Most AI-in-Slack integrations work by sending your messages to a cloud API and piping the response back. That means your code context, your files, your entire workspace - all going through someone else’s servers.

I built one that keeps everything local. It’s been running since February.

The Architecture

The system has two parts:

  1. A Railway worker that receives Slack events (mentions, DMs) and forwards them to your machine
  2. A local daemon that picks up those messages, starts a Claude Code session, and streams the response back to Slack

Your code never leaves your machine. Claude runs locally with full access to your filesystem, git repos, and tools. Slack is just the interface.

Why Local-First Matters

When Claude Code runs on your machine, it can:

  • Read and write your actual files
  • Run your test suite
  • Check git history
  • Use your MCP servers (Google Workspace, Cloudflare, etc.)

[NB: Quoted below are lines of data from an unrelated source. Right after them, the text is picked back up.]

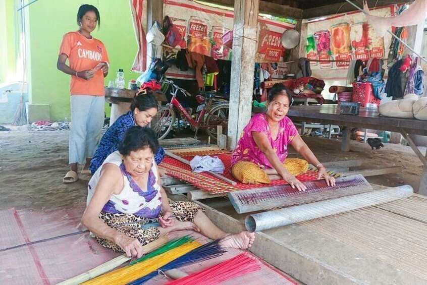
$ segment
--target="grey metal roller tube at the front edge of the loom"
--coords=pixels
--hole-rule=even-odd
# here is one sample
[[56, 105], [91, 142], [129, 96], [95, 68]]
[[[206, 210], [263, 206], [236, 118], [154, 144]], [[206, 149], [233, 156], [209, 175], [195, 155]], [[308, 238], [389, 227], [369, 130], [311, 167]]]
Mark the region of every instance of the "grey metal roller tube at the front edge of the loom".
[[259, 232], [283, 225], [319, 217], [339, 214], [363, 207], [373, 206], [409, 197], [413, 189], [403, 185], [384, 190], [345, 196], [325, 201], [283, 208], [246, 216], [245, 226], [249, 232]]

None of that works if you’re running in a cloud sandbox. The tradeoff is that your machine needs to be on, but for a personal or small-team setup, that’s fine.

How It Works in Practice

You mention the bot in any Slack channel:

@claude-code what’s the status of the deployment?

The daemon picks it up, runs a Claude Code session with your workspace context, and posts the response as a thread. Long-running tasks stream updates so you’re not staring at a typing indicator for two minutes.

What It’s Like After Two Months

I’ve been running this against my real workspace since February. A few patterns emerged:

  • Most queries are read-only. Status checks, “what’s in tasks-inbox”, “summarize this thread.” That’s where the value compounds - it’s like having a search interface to your own files.
  • Long-running tasks stream. A 90-second task becomes a thread that posts intermediate progress. The Slack chat becomes the activity log.
  • Permission model matters. The daemon respects Claude Code’s --allowedTools flag per task, so a write-capable command requires explicit allowance.

Getting Started

The repo has everything you need:

  • daemon/ - Python daemon that runs on your machine
  • worker/ - Railway-deployable Slack event handler
  • Setup guide for Slack app creation, Railway deployment, and daemon installation

It’s open source. Clone it, set up a Slack app, deploy the worker, and you’ve got Claude Code in your team’s Slack.